Difference between revisions of "Open Problems:4"

Given a stream of elements of the form $(i,\delta)$ where $i\in [n]$ and $\delta\in \{-1,1\}$ define the frequency of an element to be $f_i=\sum_{(i,\delta)} \delta$. We wish to find estimates $\hat{f}_i$ for each $f_i$ such that \[|\hat{f}_i-f_i|\leq \epsilon L_1\] where $L_1=\sum_i |f_i|$. The Count-Min algorithm is a randomized $O(\epsilon^{-1} \log (mn) \log \delta^{-1})$-space algorithm that returns such estimates with probability $1-\delta$ [CormodeM-05]. This is nearly optimal as the space lower bound is $O(\epsilon^{-1} \log (m) \log \epsilon n)$ [Ganguly-06].

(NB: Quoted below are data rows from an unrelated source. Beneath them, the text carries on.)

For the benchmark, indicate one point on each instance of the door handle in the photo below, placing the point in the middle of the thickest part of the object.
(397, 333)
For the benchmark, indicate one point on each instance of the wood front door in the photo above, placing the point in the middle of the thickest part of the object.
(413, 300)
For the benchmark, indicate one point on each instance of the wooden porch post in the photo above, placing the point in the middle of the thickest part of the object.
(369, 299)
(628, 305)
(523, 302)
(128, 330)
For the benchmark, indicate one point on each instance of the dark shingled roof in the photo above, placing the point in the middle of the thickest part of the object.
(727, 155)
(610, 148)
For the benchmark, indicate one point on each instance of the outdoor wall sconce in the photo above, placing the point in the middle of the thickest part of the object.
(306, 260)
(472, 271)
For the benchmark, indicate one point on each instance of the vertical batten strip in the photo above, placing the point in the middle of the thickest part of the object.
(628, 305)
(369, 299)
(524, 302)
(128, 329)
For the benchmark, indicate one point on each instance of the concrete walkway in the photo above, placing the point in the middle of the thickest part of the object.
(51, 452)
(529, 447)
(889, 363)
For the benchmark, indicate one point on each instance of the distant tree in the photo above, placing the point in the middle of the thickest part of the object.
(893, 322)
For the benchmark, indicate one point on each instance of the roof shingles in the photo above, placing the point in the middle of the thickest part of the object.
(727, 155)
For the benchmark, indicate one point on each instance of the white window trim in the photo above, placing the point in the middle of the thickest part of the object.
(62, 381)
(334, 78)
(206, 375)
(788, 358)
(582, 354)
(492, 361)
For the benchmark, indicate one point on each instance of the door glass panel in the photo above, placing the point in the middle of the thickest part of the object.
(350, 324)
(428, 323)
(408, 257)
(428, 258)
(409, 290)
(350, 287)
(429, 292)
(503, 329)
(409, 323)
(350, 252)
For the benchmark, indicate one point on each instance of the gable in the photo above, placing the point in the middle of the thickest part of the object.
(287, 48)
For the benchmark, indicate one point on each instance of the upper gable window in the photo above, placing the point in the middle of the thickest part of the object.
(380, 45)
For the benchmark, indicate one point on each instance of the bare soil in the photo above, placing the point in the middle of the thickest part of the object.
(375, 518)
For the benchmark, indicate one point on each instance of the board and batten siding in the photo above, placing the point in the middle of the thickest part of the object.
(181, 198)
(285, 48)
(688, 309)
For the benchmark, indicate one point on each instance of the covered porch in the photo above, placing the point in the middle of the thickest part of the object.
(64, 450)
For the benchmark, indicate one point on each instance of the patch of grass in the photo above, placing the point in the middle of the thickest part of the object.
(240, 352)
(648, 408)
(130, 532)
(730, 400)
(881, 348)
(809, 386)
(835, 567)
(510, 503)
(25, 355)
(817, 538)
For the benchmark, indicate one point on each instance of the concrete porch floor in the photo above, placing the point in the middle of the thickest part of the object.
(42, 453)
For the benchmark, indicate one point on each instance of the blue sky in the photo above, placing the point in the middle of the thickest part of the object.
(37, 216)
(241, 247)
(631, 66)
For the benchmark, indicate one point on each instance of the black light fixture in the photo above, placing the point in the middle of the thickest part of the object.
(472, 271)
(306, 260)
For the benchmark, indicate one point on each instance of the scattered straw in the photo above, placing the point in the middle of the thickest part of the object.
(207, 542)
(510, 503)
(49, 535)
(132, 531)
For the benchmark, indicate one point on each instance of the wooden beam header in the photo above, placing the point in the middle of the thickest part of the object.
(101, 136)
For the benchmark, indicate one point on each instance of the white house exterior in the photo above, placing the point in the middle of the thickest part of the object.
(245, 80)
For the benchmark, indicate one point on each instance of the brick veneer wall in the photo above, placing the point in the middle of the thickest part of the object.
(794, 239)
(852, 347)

However, in practice it is desirable to have deterministic algorithms rather than randomized algorithms. Using a deterministic collection of primes [Muthukrishnan-06], Ganguly [Ganguly-06] devised a deterministic $O(\phi^{-2}\epsilon^{-1} \log^2(mn))$-space algorithm that returned all items $i$ with $|f_i|\geq \phi L_1$ and no $j$ satisfying $|f_j|\leq (1-\epsilon)\phi L_1$. While this algorithm has the advantage of being deterministic, it uses more space than the Count-Min algorithm. Does there exist a deterministic algorithm that uses the same amount of space as Count-Min? Such an algorithm would lead to space-efficient algorithms for a range of problems including hierarchical heavy hitters, estimating inner product sizes, approximately optimal $B$-bucket histograms etc. Unfortunately, we conjecture that no such algorithm exists. Either an algorithm or lower bound would be very interesting.